Some Sierra users have found that the contents of subsequent Macs’ Desktop and Documents folders end up in sub-folders named along the lines of “Desktop – name-of-Mac.” If you see this, make sure iCloud Drive has had time to upload and sync everything. If so, you can move the sub-folders’ files into the main Desktop and Documents folders manually.

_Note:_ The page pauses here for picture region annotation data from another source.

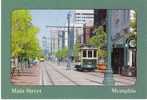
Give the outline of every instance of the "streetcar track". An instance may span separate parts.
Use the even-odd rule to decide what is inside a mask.
[[[51,64],[52,65],[52,64]],[[52,65],[53,66],[53,65]],[[75,85],[79,85],[77,82],[73,81],[71,78],[69,78],[68,76],[66,76],[65,74],[63,74],[62,72],[60,72],[59,70],[57,70],[56,68],[52,67],[57,73],[59,73],[60,75],[62,75],[64,78],[68,79],[70,82],[72,82]]]

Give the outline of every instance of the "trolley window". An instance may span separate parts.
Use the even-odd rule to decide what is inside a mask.
[[[83,50],[83,57],[86,57],[86,50]]]
[[[88,57],[92,57],[92,51],[88,51]]]

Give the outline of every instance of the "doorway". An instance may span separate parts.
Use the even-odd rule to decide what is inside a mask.
[[[121,74],[124,66],[124,48],[113,48],[112,52],[112,70],[114,74]]]

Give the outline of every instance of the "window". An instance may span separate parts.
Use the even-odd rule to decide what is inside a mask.
[[[86,50],[83,50],[83,57],[86,57]]]
[[[88,57],[92,57],[92,51],[88,51]]]
[[[94,57],[96,57],[96,50],[94,50]]]

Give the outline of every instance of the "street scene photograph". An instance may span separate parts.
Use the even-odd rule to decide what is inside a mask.
[[[133,9],[18,9],[11,12],[13,85],[133,86]]]

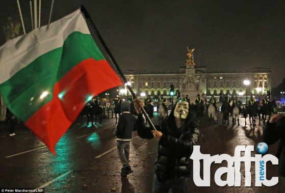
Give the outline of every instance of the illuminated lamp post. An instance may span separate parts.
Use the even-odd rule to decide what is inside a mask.
[[[256,91],[257,92],[257,95],[258,95],[258,98],[260,97],[260,92],[261,91],[261,88],[257,87],[256,88]]]
[[[246,96],[246,104],[247,105],[248,104],[247,103],[247,87],[249,85],[249,84],[250,84],[250,81],[248,80],[247,78],[246,78],[243,81],[243,84],[245,85],[245,95]]]

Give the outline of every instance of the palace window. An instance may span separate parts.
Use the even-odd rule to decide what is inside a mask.
[[[220,87],[224,87],[224,81],[223,80],[220,81]]]

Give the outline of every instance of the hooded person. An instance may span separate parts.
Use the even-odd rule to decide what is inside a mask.
[[[135,117],[131,113],[131,105],[128,102],[122,102],[121,110],[122,114],[119,118],[116,136],[118,156],[123,166],[121,176],[125,177],[133,172],[129,164],[129,144],[133,131],[136,130],[136,124]]]
[[[134,101],[138,114],[137,128],[139,136],[143,139],[159,141],[158,158],[152,192],[188,192],[187,177],[190,176],[190,158],[199,136],[198,126],[187,101],[178,101],[168,119],[162,121],[157,130],[145,126],[141,114],[142,101]]]

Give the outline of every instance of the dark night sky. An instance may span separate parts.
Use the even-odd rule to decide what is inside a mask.
[[[20,21],[16,2],[0,0],[2,26]],[[42,1],[42,25],[51,2]],[[29,1],[20,2],[30,32]],[[273,87],[285,77],[284,0],[55,0],[52,21],[82,5],[122,70],[177,72],[189,46],[208,71],[271,68]]]

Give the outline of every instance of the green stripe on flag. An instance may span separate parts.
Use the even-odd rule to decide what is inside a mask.
[[[90,34],[72,33],[63,47],[39,57],[0,85],[8,108],[25,122],[53,99],[54,86],[57,81],[77,64],[91,58],[105,60]]]

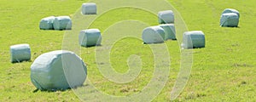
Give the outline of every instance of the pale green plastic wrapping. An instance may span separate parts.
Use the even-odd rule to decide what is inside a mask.
[[[18,44],[10,47],[10,61],[12,63],[31,60],[29,44]]]
[[[53,30],[53,21],[55,20],[55,16],[49,16],[42,19],[39,24],[40,30]]]
[[[201,31],[186,31],[183,37],[183,48],[205,48],[205,34]]]
[[[82,14],[96,14],[97,7],[94,3],[86,3],[82,4]]]
[[[40,90],[65,90],[82,86],[87,68],[81,58],[70,51],[58,50],[38,57],[31,65],[31,80]]]
[[[226,13],[235,13],[238,15],[238,17],[240,17],[240,13],[238,10],[236,9],[234,9],[234,8],[225,8],[223,12],[222,12],[222,14],[226,14]]]
[[[98,29],[82,30],[79,33],[79,44],[83,47],[101,45],[102,35]]]
[[[160,11],[158,13],[159,24],[174,23],[174,14],[172,10]]]
[[[53,26],[55,30],[71,30],[72,20],[69,16],[55,17]]]
[[[165,42],[165,30],[160,26],[145,28],[143,32],[144,43],[160,43]]]
[[[239,16],[236,13],[225,13],[221,15],[220,26],[227,27],[237,27]]]
[[[172,39],[176,40],[176,31],[173,24],[163,24],[160,25],[160,27],[165,30],[165,40]]]

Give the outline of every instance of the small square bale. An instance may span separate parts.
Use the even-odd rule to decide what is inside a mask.
[[[18,44],[11,46],[10,59],[12,63],[30,60],[31,49],[29,44]]]
[[[174,14],[172,10],[160,11],[158,13],[159,24],[174,23]]]
[[[39,23],[40,30],[53,30],[53,21],[55,20],[55,16],[49,16],[42,19]]]
[[[205,48],[205,34],[201,31],[186,31],[183,33],[183,48]]]
[[[71,30],[72,20],[69,16],[55,17],[53,26],[55,30]]]
[[[82,14],[96,14],[97,7],[95,3],[86,3],[82,4]]]
[[[165,42],[165,30],[160,26],[147,27],[143,31],[145,44],[160,43]]]
[[[173,24],[163,24],[160,25],[161,28],[165,30],[165,40],[172,39],[176,40],[176,31]]]
[[[79,44],[83,47],[101,45],[102,35],[98,29],[82,30],[79,33]]]
[[[226,14],[226,13],[235,13],[238,15],[238,17],[240,17],[240,14],[239,14],[239,11],[236,10],[236,9],[234,9],[234,8],[225,8],[223,12],[222,12],[222,14]]]
[[[225,13],[221,15],[220,26],[237,27],[239,16],[236,13]]]

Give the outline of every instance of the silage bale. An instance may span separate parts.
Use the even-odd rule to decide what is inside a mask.
[[[165,30],[165,40],[176,40],[176,31],[173,24],[163,24],[159,26]]]
[[[96,14],[97,7],[94,3],[86,3],[82,4],[82,14]]]
[[[55,17],[53,26],[55,30],[71,30],[72,20],[69,16]]]
[[[143,32],[144,43],[160,43],[165,42],[165,30],[160,26],[145,28]]]
[[[49,16],[42,19],[39,23],[40,30],[53,30],[53,21],[55,20],[55,16]]]
[[[182,47],[184,48],[204,48],[205,34],[201,31],[186,31],[183,34]]]
[[[10,60],[12,63],[31,60],[29,44],[18,44],[10,47]]]
[[[82,30],[79,33],[79,44],[83,47],[97,46],[101,42],[102,35],[98,29]]]
[[[225,8],[223,12],[222,12],[222,14],[226,14],[226,13],[235,13],[238,15],[238,17],[240,17],[240,14],[239,14],[239,11],[236,10],[236,9],[234,9],[234,8]]]
[[[158,13],[159,24],[174,23],[174,14],[172,10],[160,11]]]
[[[225,13],[221,15],[220,26],[227,27],[237,27],[239,16],[235,13]]]
[[[38,57],[31,65],[31,81],[40,90],[65,90],[82,86],[87,68],[80,57],[58,50]]]

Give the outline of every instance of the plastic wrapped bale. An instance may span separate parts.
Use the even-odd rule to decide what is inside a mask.
[[[82,30],[79,34],[79,44],[83,47],[101,45],[102,35],[98,29]]]
[[[96,14],[97,7],[94,3],[86,3],[82,4],[82,14]]]
[[[237,27],[239,16],[235,13],[226,13],[221,15],[220,26],[226,27]]]
[[[165,40],[176,40],[176,31],[173,24],[163,24],[160,25],[160,27],[165,30]]]
[[[80,57],[58,50],[38,57],[31,65],[31,80],[40,90],[65,90],[82,86],[87,68]]]
[[[21,62],[31,60],[29,44],[18,44],[10,47],[11,62]]]
[[[160,11],[158,13],[159,24],[174,23],[174,14],[172,10]]]
[[[42,19],[39,24],[40,30],[53,30],[53,21],[55,20],[55,16]]]
[[[53,26],[55,30],[71,30],[72,20],[69,16],[55,17]]]
[[[205,35],[201,31],[186,31],[182,47],[184,48],[205,48]]]
[[[145,28],[143,32],[143,39],[145,44],[164,42],[165,30],[160,26]]]
[[[234,9],[234,8],[225,8],[223,12],[222,12],[222,14],[226,14],[226,13],[235,13],[238,15],[238,17],[240,17],[240,14],[239,14],[239,11],[236,10],[236,9]]]

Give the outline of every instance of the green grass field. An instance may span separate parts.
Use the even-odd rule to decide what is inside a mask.
[[[149,0],[148,0],[149,1]],[[70,15],[80,8],[83,0],[0,0],[0,100],[1,101],[79,101],[73,90],[42,92],[30,81],[30,65],[44,53],[60,50],[65,31],[40,31],[39,21],[50,15]],[[189,31],[203,31],[206,48],[193,49],[193,68],[189,80],[175,101],[256,101],[256,32],[255,1],[168,0],[179,11]],[[219,27],[219,17],[226,8],[241,13],[238,28]],[[140,14],[127,15],[138,13]],[[148,14],[148,18],[144,19]],[[110,11],[90,28],[104,31],[118,19],[137,19],[151,26],[157,17],[134,8]],[[150,18],[151,17],[151,18]],[[102,22],[102,21],[104,22]],[[12,64],[9,46],[28,43],[32,61]],[[180,66],[177,42],[167,41],[171,70],[167,83],[154,101],[169,101]],[[138,50],[140,49],[140,50]],[[116,71],[128,70],[126,60],[140,55],[141,74],[133,82],[117,84],[104,78],[96,68],[95,48],[82,48],[81,58],[88,66],[92,83],[106,94],[125,96],[139,93],[152,78],[154,59],[150,48],[135,38],[117,42],[111,52]],[[152,62],[151,64],[148,64]]]

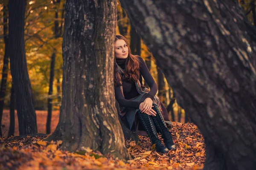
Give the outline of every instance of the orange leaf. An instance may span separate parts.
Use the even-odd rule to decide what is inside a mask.
[[[59,141],[57,141],[57,146],[58,146],[61,144],[62,144],[62,141],[60,140]]]
[[[201,153],[200,153],[200,152],[197,152],[195,153],[195,156],[200,156],[201,155]]]
[[[154,162],[153,162],[152,161],[149,161],[148,162],[148,164],[151,164],[155,165],[158,165],[158,164],[157,164],[156,163],[155,163]]]
[[[195,164],[195,162],[193,162],[192,163],[186,163],[186,164],[189,167],[191,167]]]
[[[46,146],[47,142],[45,141],[39,141],[37,143],[40,145]]]

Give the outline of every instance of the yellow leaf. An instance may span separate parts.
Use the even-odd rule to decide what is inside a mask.
[[[13,147],[12,148],[12,150],[17,150],[17,148],[17,148],[17,147],[16,147],[16,146],[15,146],[14,147]]]
[[[197,144],[196,144],[196,147],[198,147],[198,146],[199,146],[200,145],[201,145],[201,144],[204,144],[202,143],[198,143]]]
[[[156,144],[153,144],[151,147],[151,150],[154,151],[156,150]]]
[[[153,162],[152,161],[149,161],[148,162],[148,164],[151,164],[155,165],[158,165],[158,164],[157,164],[156,163],[155,163],[155,162]]]
[[[93,163],[96,164],[98,166],[100,166],[102,164],[101,162],[98,161],[97,160],[94,161],[94,162],[93,162]]]
[[[204,168],[204,165],[196,165],[195,167],[192,168],[193,170],[201,170]]]
[[[195,153],[195,156],[200,156],[201,155],[201,153],[200,153],[200,152],[198,152]]]
[[[179,134],[178,134],[178,133],[177,133],[177,132],[176,132],[176,136],[177,136],[177,139],[179,139],[179,138],[180,138],[180,135],[179,135]]]
[[[62,141],[60,140],[59,141],[57,141],[57,146],[58,146],[62,144]]]
[[[150,153],[151,153],[151,150],[149,150],[148,151],[145,152],[144,153],[142,153],[142,155],[149,155]]]
[[[192,162],[192,163],[186,163],[186,164],[187,166],[188,166],[189,167],[191,167],[191,166],[193,166],[193,165],[194,165],[195,164],[195,162]]]
[[[45,141],[39,141],[37,142],[37,143],[40,145],[46,146],[47,142]]]
[[[189,148],[191,148],[191,147],[189,145],[188,145],[186,144],[186,146],[185,146],[185,149],[188,149]]]
[[[119,165],[124,166],[125,165],[125,164],[122,161],[120,161],[119,162]]]
[[[140,159],[140,162],[147,162],[148,161],[147,161],[147,159]]]
[[[57,145],[54,144],[49,144],[47,147],[47,149],[50,150],[52,152],[54,152],[55,151],[56,151],[56,150],[57,150]]]
[[[196,154],[195,155],[196,155]],[[192,153],[189,153],[189,154],[185,155],[185,156],[192,156],[193,155],[194,155],[194,154],[192,154]]]

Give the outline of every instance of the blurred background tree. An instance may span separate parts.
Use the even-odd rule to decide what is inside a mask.
[[[248,20],[256,26],[255,1],[238,1],[244,8]],[[2,85],[0,90],[0,119],[3,113],[1,102],[3,108],[6,110],[10,110],[10,108],[13,108],[12,106],[15,105],[14,98],[11,97],[14,95],[14,91],[12,91],[12,76],[6,54],[4,59],[5,44],[8,42],[8,31],[4,31],[5,29],[6,30],[8,22],[7,16],[5,14],[8,13],[8,0],[0,0],[0,80],[4,84],[6,81],[6,88],[4,85]],[[48,133],[51,132],[51,110],[58,110],[61,102],[63,64],[61,44],[64,4],[64,0],[35,0],[27,1],[26,6],[25,40],[28,70],[35,109],[37,110],[48,110],[49,113],[47,130]],[[127,38],[133,53],[140,55],[145,60],[158,85],[157,95],[169,111],[171,119],[180,122],[189,121],[185,111],[177,103],[172,88],[167,83],[154,56],[138,36],[136,30],[131,27],[129,18],[119,0],[116,30],[117,34],[121,34]],[[144,85],[148,87],[144,82]],[[47,111],[44,113],[45,117],[47,117]],[[12,117],[13,114],[11,115]],[[12,119],[13,121],[12,124],[14,125],[15,120]],[[44,126],[46,124],[46,122]],[[13,127],[13,125],[11,126]],[[12,132],[9,135],[13,134]]]

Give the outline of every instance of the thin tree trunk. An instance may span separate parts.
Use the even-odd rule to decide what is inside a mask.
[[[55,21],[54,22],[54,35],[55,39],[60,37],[62,31],[62,24],[59,26],[58,21],[58,14],[57,5],[60,4],[61,0],[57,0],[54,2],[55,6]],[[62,11],[62,16],[64,17],[64,11]],[[51,66],[50,67],[50,79],[49,82],[49,91],[48,91],[48,98],[47,99],[48,114],[47,116],[47,122],[46,123],[46,133],[51,133],[51,122],[52,120],[52,90],[53,86],[53,80],[54,79],[54,71],[55,70],[55,58],[56,57],[56,49],[54,48],[53,52],[51,57]]]
[[[3,5],[3,39],[4,41],[5,48],[4,56],[3,57],[3,72],[2,72],[2,81],[1,81],[1,88],[0,89],[0,136],[3,136],[2,133],[2,118],[3,111],[3,105],[4,104],[4,98],[5,97],[6,82],[8,76],[9,70],[9,56],[8,56],[8,8],[6,5]]]
[[[157,67],[157,86],[158,88],[158,94],[157,96],[160,100],[165,107],[167,107],[166,91],[165,90],[165,83],[164,79],[164,75],[159,67]]]
[[[51,60],[51,67],[50,71],[50,80],[49,82],[49,91],[48,92],[48,114],[47,116],[47,122],[46,123],[46,133],[51,133],[51,120],[52,119],[52,87],[53,86],[53,79],[54,79],[54,68],[55,65],[55,50],[52,55]]]
[[[172,122],[175,122],[175,115],[174,114],[174,112],[173,111],[173,104],[175,103],[176,99],[175,98],[171,98],[170,100],[170,103],[168,105],[168,106],[166,108],[166,110],[168,112],[168,113],[171,112],[171,116],[172,121]],[[169,115],[169,117],[170,117],[170,115]]]
[[[148,70],[150,71],[150,70],[151,69],[151,55],[149,55],[146,57],[146,60],[145,60],[145,63],[146,63],[146,65],[148,68]],[[149,86],[148,86],[148,85],[147,84],[147,82],[145,81],[144,85],[144,86],[148,88]]]
[[[128,38],[128,27],[130,25],[129,19],[125,11],[122,9],[121,4],[118,3],[117,8],[117,26],[120,34]]]
[[[251,3],[251,10],[253,13],[253,25],[256,27],[256,12],[255,12],[255,0],[253,0]]]
[[[66,1],[62,96],[58,125],[48,141],[71,151],[89,147],[129,159],[115,107],[115,0]]]
[[[10,126],[8,136],[14,136],[15,130],[15,91],[13,82],[12,83],[11,99],[10,99]]]
[[[178,122],[181,122],[181,108],[180,106],[178,109]]]
[[[207,139],[204,169],[254,169],[256,29],[238,1],[120,1]]]
[[[9,48],[20,135],[37,133],[35,102],[26,58],[24,40],[26,0],[9,0]]]
[[[131,53],[133,55],[140,56],[140,37],[137,34],[136,30],[132,26],[131,28],[130,35],[131,37],[130,48]]]
[[[58,77],[57,78],[57,93],[58,96],[57,97],[58,105],[59,105],[61,102],[61,87],[60,85],[61,81],[60,78]]]

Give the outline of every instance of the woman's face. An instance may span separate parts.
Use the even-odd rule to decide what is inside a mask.
[[[125,59],[128,57],[128,47],[124,40],[118,40],[115,42],[115,57],[118,59]]]

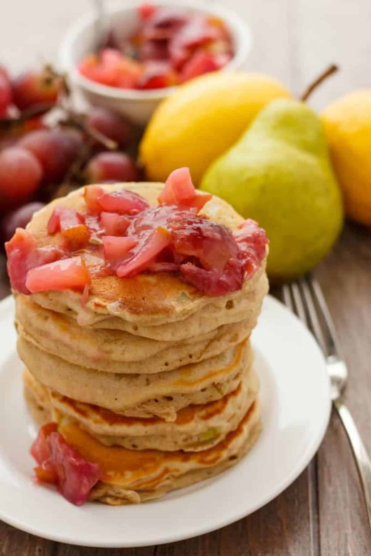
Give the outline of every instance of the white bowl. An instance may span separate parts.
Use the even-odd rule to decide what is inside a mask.
[[[233,58],[221,71],[238,70],[244,64],[251,47],[251,33],[246,23],[234,12],[211,3],[210,4],[187,2],[169,4],[161,2],[155,3],[159,6],[189,8],[196,13],[220,17],[229,29],[235,53]],[[125,7],[122,4],[122,2],[120,7],[108,7],[108,15],[117,36],[124,38],[131,34],[133,29],[139,24],[137,13],[138,2],[129,3]],[[160,101],[174,93],[176,87],[150,91],[120,89],[101,85],[82,75],[77,69],[77,64],[92,51],[96,20],[96,14],[89,13],[68,31],[61,47],[61,65],[64,71],[68,72],[72,83],[91,104],[117,110],[136,123],[145,125]]]

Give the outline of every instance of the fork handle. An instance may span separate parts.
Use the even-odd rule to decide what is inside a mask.
[[[359,473],[363,495],[366,503],[368,521],[371,527],[371,460],[352,414],[348,408],[343,403],[341,398],[334,400],[334,405],[345,429],[352,446]]]

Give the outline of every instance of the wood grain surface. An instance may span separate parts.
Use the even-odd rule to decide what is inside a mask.
[[[316,109],[348,91],[371,86],[369,0],[229,0],[227,3],[251,27],[254,44],[246,64],[249,70],[274,75],[298,95],[329,62],[339,63],[342,71],[310,99]],[[88,4],[88,0],[7,2],[7,21],[0,19],[1,61],[21,69],[40,59],[56,61],[66,28]],[[371,453],[370,271],[371,231],[348,224],[316,274],[348,365],[345,401]],[[0,296],[8,291],[2,260]],[[335,414],[317,455],[284,493],[253,515],[195,539],[142,549],[83,548],[44,540],[0,522],[1,556],[370,554],[371,534],[357,470]]]

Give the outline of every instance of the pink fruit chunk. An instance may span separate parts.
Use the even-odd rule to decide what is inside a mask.
[[[192,200],[189,202],[187,206],[189,209],[195,209],[196,214],[200,212],[208,201],[212,198],[212,195],[210,193],[196,193]]]
[[[130,220],[124,215],[103,212],[101,214],[100,224],[106,235],[122,236],[130,224]]]
[[[81,257],[72,257],[42,265],[27,272],[26,287],[34,294],[50,290],[81,290],[91,279]]]
[[[184,83],[202,73],[215,71],[221,67],[218,63],[218,58],[214,54],[200,50],[185,62],[180,72],[179,81]]]
[[[221,26],[211,24],[204,16],[192,18],[170,41],[169,53],[174,67],[180,69],[195,47],[224,38],[225,34]]]
[[[188,262],[181,265],[180,272],[185,281],[210,297],[240,290],[244,282],[241,265],[235,266],[234,263],[222,271],[217,269],[206,270]]]
[[[58,490],[69,502],[81,506],[102,475],[99,464],[82,458],[60,433],[52,433],[48,441],[58,476]]]
[[[173,246],[176,253],[196,257],[206,270],[223,271],[238,246],[229,230],[203,217],[189,218],[175,225]]]
[[[189,168],[179,168],[169,175],[159,196],[161,205],[187,205],[196,196]]]
[[[34,469],[37,479],[55,484],[68,502],[77,506],[86,501],[102,476],[100,465],[81,457],[57,432],[54,423],[41,427],[30,453],[38,464]]]
[[[39,465],[50,456],[48,436],[52,433],[56,432],[57,428],[56,423],[48,423],[43,425],[31,446],[29,453]]]
[[[150,2],[143,2],[138,6],[137,9],[140,17],[145,21],[154,15],[157,8]]]
[[[103,236],[102,239],[105,259],[106,261],[115,261],[118,259],[122,259],[137,243],[137,241],[132,237]]]
[[[5,244],[5,250],[11,285],[16,291],[26,295],[29,293],[26,284],[29,271],[56,261],[63,255],[56,247],[37,247],[31,234],[22,228],[17,228],[12,239]]]
[[[119,277],[133,276],[148,268],[159,255],[170,245],[171,234],[165,228],[158,227],[140,246],[134,255],[120,265],[116,271]]]
[[[84,247],[89,239],[89,231],[82,215],[68,207],[56,207],[48,222],[48,234],[61,231],[62,237],[72,250]]]
[[[251,277],[265,256],[269,243],[265,232],[257,222],[248,219],[240,224],[233,236],[239,247],[239,259],[244,266],[245,277]]]
[[[137,214],[149,206],[140,195],[125,189],[108,193],[99,186],[87,186],[84,196],[88,209],[100,212]]]

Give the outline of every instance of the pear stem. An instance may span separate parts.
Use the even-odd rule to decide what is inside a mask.
[[[312,92],[315,89],[318,87],[323,81],[324,81],[325,79],[329,77],[330,75],[333,73],[335,73],[336,72],[339,70],[339,66],[337,66],[335,64],[331,64],[330,66],[327,68],[324,72],[323,72],[320,76],[319,76],[315,81],[309,85],[309,86],[304,91],[303,95],[300,96],[300,100],[303,102],[305,102],[306,100],[311,95]]]

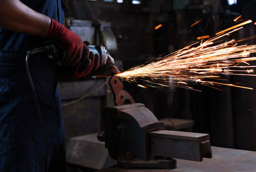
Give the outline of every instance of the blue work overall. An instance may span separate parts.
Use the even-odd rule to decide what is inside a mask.
[[[20,0],[61,23],[61,0]],[[45,40],[0,28],[0,171],[45,172],[44,130],[26,75],[26,52]],[[65,131],[57,67],[44,55],[31,57],[30,71],[49,135],[49,171],[65,171]]]

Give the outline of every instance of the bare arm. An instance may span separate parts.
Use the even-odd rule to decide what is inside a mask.
[[[19,0],[0,0],[0,27],[5,29],[44,36],[51,18],[31,9]]]

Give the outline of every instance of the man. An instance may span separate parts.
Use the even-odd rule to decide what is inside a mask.
[[[65,171],[65,133],[56,64],[31,57],[30,71],[45,131],[36,114],[25,68],[26,52],[48,39],[67,50],[63,66],[77,66],[89,50],[61,24],[61,0],[0,0],[0,171]],[[93,55],[90,57],[93,59]],[[81,76],[93,68],[88,63]],[[47,147],[48,150],[47,151]],[[47,153],[46,153],[47,152]]]

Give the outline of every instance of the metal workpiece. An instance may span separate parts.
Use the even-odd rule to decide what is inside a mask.
[[[212,158],[209,134],[158,130],[150,135],[152,155],[195,161]]]
[[[116,106],[135,103],[135,101],[127,91],[117,76],[113,76],[109,80],[109,85],[114,96],[114,102]]]

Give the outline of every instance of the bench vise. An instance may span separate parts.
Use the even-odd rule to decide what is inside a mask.
[[[164,124],[144,104],[124,104],[134,101],[116,76],[110,85],[119,106],[104,111],[104,131],[99,133],[98,139],[105,141],[110,156],[120,166],[174,169],[177,162],[172,158],[202,161],[212,157],[209,134],[164,130]]]

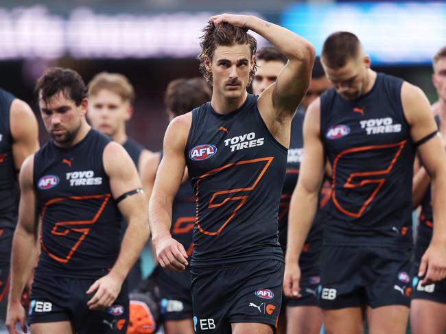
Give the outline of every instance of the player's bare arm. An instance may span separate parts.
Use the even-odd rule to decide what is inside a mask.
[[[183,270],[187,254],[181,243],[170,235],[172,204],[185,173],[184,155],[191,113],[178,116],[170,122],[164,136],[163,155],[158,169],[149,203],[152,242],[156,259],[163,268]]]
[[[147,204],[144,195],[139,191],[141,189],[141,180],[132,159],[122,146],[111,142],[104,150],[103,160],[113,198],[125,196],[118,203],[118,208],[128,222],[128,227],[111,270],[96,281],[87,291],[89,294],[96,291],[88,302],[91,309],[111,306],[149,237]]]
[[[34,154],[23,163],[19,176],[21,189],[19,221],[14,234],[11,255],[11,278],[6,325],[11,333],[17,333],[15,324],[25,330],[25,309],[20,301],[23,288],[35,265],[37,248],[38,217],[33,185]]]
[[[19,170],[25,159],[38,150],[37,119],[30,106],[16,99],[11,104],[10,123],[14,163]]]
[[[421,163],[431,178],[435,226],[430,245],[421,259],[419,276],[429,285],[446,277],[446,154],[427,98],[421,90],[407,82],[401,88],[404,114],[411,127],[411,136],[418,146]],[[423,139],[427,139],[423,141]]]
[[[288,59],[276,83],[261,95],[259,110],[270,132],[284,146],[290,141],[289,124],[305,96],[316,57],[313,45],[279,25],[248,15],[223,14],[211,18],[218,25],[227,22],[257,32],[275,45]]]
[[[288,236],[285,254],[283,291],[289,297],[299,296],[298,260],[318,206],[319,190],[325,168],[324,147],[320,136],[320,99],[309,107],[303,123],[304,156],[299,178],[290,203]]]

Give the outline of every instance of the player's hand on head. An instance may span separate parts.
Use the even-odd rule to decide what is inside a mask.
[[[10,334],[19,334],[16,329],[17,322],[20,324],[22,331],[27,333],[25,323],[25,309],[20,302],[10,302],[8,304],[6,326]]]
[[[429,285],[446,278],[446,244],[431,242],[421,258],[418,276],[423,277],[421,285]]]
[[[290,298],[300,298],[301,268],[297,263],[287,263],[283,276],[283,293]]]
[[[186,269],[188,265],[186,250],[172,237],[160,240],[155,245],[155,250],[156,259],[163,268],[176,272]]]
[[[215,27],[218,27],[221,23],[226,23],[235,25],[243,29],[246,29],[246,21],[248,16],[246,15],[236,15],[235,14],[220,14],[214,15],[209,18],[209,21],[213,22]]]
[[[86,294],[96,293],[87,302],[91,310],[101,310],[110,307],[121,291],[122,280],[112,272],[97,280],[86,291]]]

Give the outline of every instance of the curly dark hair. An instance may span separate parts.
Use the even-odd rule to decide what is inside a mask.
[[[189,112],[211,99],[212,92],[202,77],[179,78],[169,82],[164,104],[175,116]]]
[[[224,22],[216,27],[213,22],[209,21],[203,29],[204,34],[200,38],[201,53],[197,57],[200,60],[200,72],[204,80],[212,86],[212,73],[208,72],[204,67],[204,56],[212,60],[213,53],[217,47],[220,45],[231,46],[237,44],[247,44],[251,51],[251,56],[255,54],[257,49],[257,42],[253,36],[248,34],[246,29],[242,29],[231,24]],[[257,66],[254,58],[254,66],[249,73],[249,84],[250,84]]]
[[[86,86],[84,80],[75,71],[62,67],[50,67],[39,77],[34,88],[36,101],[48,102],[59,92],[80,106],[86,97]]]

Now, about that Optimize Mac Storage checkbox. When it’s selected, if your Mac runs low on drive space, Sierra may delete old, large files from the local drive to free up more space. The files remain in iCloud Drive, and you can click a cloud button next to their names in the Finder to download them. What’s unknown as yet is whether iCloud-only files will be backed up by Time Machine and other backup apps; you could end up with the iCloud Drive version of a file being the only extant copy. As a result, we don’t recommend selecting Optimize Mac Storage on your primary Mac, though it should be fine on a secondary MacBook with minimal storage.
Finally, if you decide to turn off this feature, Sierra creates new local Desktop and Documents folders in your home folder, but it doesn’t populate them with content from the previously shared folders in iCloud Drive. You may need to copy files from the iCloud Drive folders to the local Desktop and Documents folders to get everything back the way you want it.
Desktop and Documents folder syncing is designed to simplify the experience of using multiple Macs (and iOS devices!), but if you’re accustomed to each of your Macs containing different files, it may be more confusing than it’s worth.